世界経済フォーラム(WEF)が2019年12月17日に発表した「ジェンダー・ギャップ指数(男女平等指数)」。日本の順位は調査対象153カ国のうち121位とさらに後退し、「過去最低」のスコアとなった。ジェンダー・ギャップ指数とは、経済・政治・教育・健康の4分野14項目のデータを基にして、それぞれの国の男女格差を分析したものだ。女性活躍を政府・企業ともに推進しているはずが、中国・韓国・アラブ首長国連邦(UAE)より下位に位置する日本。各界のリーダー達に意見を聞いた。
ジェンダーギャップ指数過去最低、そんなに騒ぎ立てること!?
新卒で電通へ入社して、フランス系外資企業に転職したあと、2018年FABRIC TOKYOに入社。同時にパラレルキャリアで起業した、森本萌乃さん(29歳)。森本さんがジェンダー・ギャップ指数121位に対して思う、率直で等身大なメッセージを聞きました。

2019年末に発表されたジェンダーギャップ指数のニュース。ソーシャル上でも多くの議論が生まれ、日経doorsでも有識者の方が次々に話されているので、私が何か新しい知識をご提示するのは難しいなと感じていました。なので、私はもっと個人的な目線からこのテーマについて触れてみたいと思います。
ジェンダーギャップ指数についての今回の報道を受けて初めて知ったのですが、この指数は、国力にかかわらず、各観点から純粋に「男女の人数の平等性」を評価しているものなんですよね。なので、今回日本が過去最低の順位をマークしたこと自体は、「そんなに絶望することではないのかな」と個人的には感じています 。なぜなら人数が平等になっても、根本で、多くの女性が求める男女平等な日本にはならないと思うから。

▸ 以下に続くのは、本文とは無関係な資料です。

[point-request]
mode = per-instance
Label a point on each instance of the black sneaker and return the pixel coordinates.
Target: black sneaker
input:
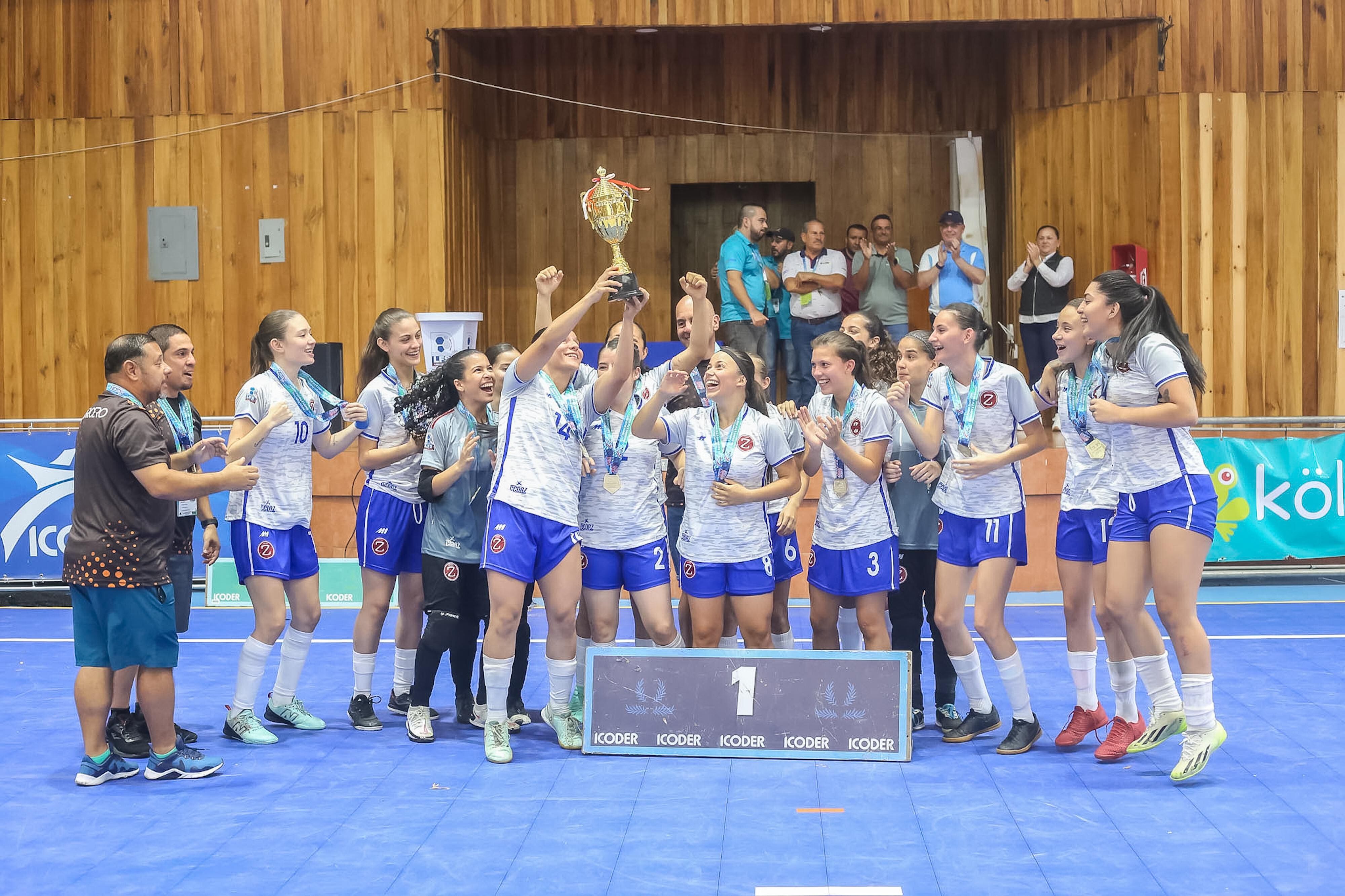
(1022, 738)
(972, 726)
(128, 735)
(361, 712)
(399, 704)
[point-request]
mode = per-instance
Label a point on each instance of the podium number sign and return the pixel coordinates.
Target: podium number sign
(775, 704)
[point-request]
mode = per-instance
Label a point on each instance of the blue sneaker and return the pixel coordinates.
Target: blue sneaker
(184, 762)
(93, 774)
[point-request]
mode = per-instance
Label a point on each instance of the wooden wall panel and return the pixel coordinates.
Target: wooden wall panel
(364, 200)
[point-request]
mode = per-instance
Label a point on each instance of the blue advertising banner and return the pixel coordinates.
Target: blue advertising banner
(37, 498)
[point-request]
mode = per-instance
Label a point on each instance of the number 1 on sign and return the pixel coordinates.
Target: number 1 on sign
(746, 679)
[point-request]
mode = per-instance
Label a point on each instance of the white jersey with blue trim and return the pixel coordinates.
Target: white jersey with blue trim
(1005, 404)
(539, 465)
(793, 435)
(714, 535)
(634, 515)
(388, 430)
(863, 516)
(1149, 457)
(284, 493)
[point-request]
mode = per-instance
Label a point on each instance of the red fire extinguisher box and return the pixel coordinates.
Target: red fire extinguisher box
(1133, 260)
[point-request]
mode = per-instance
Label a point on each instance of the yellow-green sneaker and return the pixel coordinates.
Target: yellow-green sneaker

表面的な数字に注目して「女性の割合を増やす」ということは、例えばカリキュラムは据え置きで男子校をいきなり共学にするようなものだと思います。仮に同数の男女を迎えて共学にするのなら、その学校はトイレや更衣室を新たに作らなくてはいけない。制服について考え直したり、席替えや出席番号の在り方についても新たに考えたりする必要がある。これは社会でも同じことが言えると私は考えていて、本当にジェンダーギャップを埋めて男女平等な社会を実現するためには、このジェンダーギャップ指数では顕在化できない、設備・ルール・規則などの実態が伴わないと意味がないはずなんです。
ただその一方で、この数値が持つ世界的なインパクトについても、痛烈に感じています。「こんなに世界中から注目を集める指標なんだから、さっさと順位を上げる取り組みだけでもしようよ~日本」とも思ったり。急速に順位を上げてきている国々は、こういう表層的なものこそ、国のイメージ醸成にどれほど大切な要素となるかを熟知しているのかもしれません。